Support at least TLS 1.2+. TLS 1.1 and below are deprecated, if you want to work with all email servers ever, you can enable them - but at some point we all need to stop this.

Feedback Loops (FBLs)

Feedback Loops are a mechanism to give email providers and large senders a notification when a message is marked as spam by end users. You need to register for them, and then handle any reports or complaints that you receive through the FBL.

No dedicated IPs

Unless you’re sending 250k+ emails/month, from one domain, in a consistent pattern, having a dedicated IP address will hurt your deliverability. This is because your volume will be too low to build a good reputation.

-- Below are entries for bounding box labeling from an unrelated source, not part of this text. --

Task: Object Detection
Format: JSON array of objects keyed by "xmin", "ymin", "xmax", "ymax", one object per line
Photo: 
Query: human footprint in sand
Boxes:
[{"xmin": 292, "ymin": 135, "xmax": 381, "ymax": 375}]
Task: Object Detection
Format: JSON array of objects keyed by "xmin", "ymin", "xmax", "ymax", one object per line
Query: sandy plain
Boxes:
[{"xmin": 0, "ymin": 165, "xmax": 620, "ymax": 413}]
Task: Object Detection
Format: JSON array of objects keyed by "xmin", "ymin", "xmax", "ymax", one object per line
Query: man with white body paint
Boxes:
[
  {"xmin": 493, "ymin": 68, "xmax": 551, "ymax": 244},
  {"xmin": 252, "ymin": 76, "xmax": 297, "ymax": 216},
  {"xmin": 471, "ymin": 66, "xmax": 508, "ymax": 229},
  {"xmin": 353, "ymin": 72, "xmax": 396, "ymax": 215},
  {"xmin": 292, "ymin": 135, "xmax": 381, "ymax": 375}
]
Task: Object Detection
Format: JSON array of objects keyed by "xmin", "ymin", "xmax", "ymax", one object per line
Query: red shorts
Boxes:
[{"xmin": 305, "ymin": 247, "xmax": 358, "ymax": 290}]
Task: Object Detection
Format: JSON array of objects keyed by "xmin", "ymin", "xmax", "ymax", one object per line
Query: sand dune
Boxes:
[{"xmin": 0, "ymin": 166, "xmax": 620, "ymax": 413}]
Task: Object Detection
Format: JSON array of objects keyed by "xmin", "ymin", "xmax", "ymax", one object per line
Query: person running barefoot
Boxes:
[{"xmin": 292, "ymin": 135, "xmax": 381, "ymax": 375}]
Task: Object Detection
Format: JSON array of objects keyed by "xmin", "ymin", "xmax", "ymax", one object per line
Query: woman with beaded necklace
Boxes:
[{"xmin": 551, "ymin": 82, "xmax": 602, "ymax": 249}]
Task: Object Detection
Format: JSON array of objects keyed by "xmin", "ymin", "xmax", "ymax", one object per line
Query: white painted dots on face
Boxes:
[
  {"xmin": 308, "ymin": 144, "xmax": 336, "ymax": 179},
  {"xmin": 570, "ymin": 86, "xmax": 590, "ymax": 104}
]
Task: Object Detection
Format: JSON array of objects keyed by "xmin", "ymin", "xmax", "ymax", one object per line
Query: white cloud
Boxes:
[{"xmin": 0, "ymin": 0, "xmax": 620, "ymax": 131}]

Most email providers will offer dedicated IPs at a very high price - it’s rarely worth it.

Help your users

There are a bunch of things our users can do to help with their specific emails, things like link shorteners, html emails with only images, blocklisted domains in the email content etc. can trip spam filters. We actively review our outgoing spam scores and contact our users if we can help them improve.

3. Monitor everything

We run monitoring and anomaly detection on our systems, automatically searching for things like:

  • Outgoing email spikes from specific domains
  • High spam detection rates or increasing Rspamd scores
  • High 4xx and 5xx SMTP responses
  • Blocklist SMTP responses
  • Long “time to inbox” times for 3x main providers (published on our landing page)

Additionally we manually review accounts regularly and monitor external blocklists and deliverability ratings for our IPs and domains. There are even some whitelists out there to get your IP on, which can help.

Wrap up

As you can see there’s quite a lot here, and this is by no means an exhaustive list of all the techniques required to get emails delivered.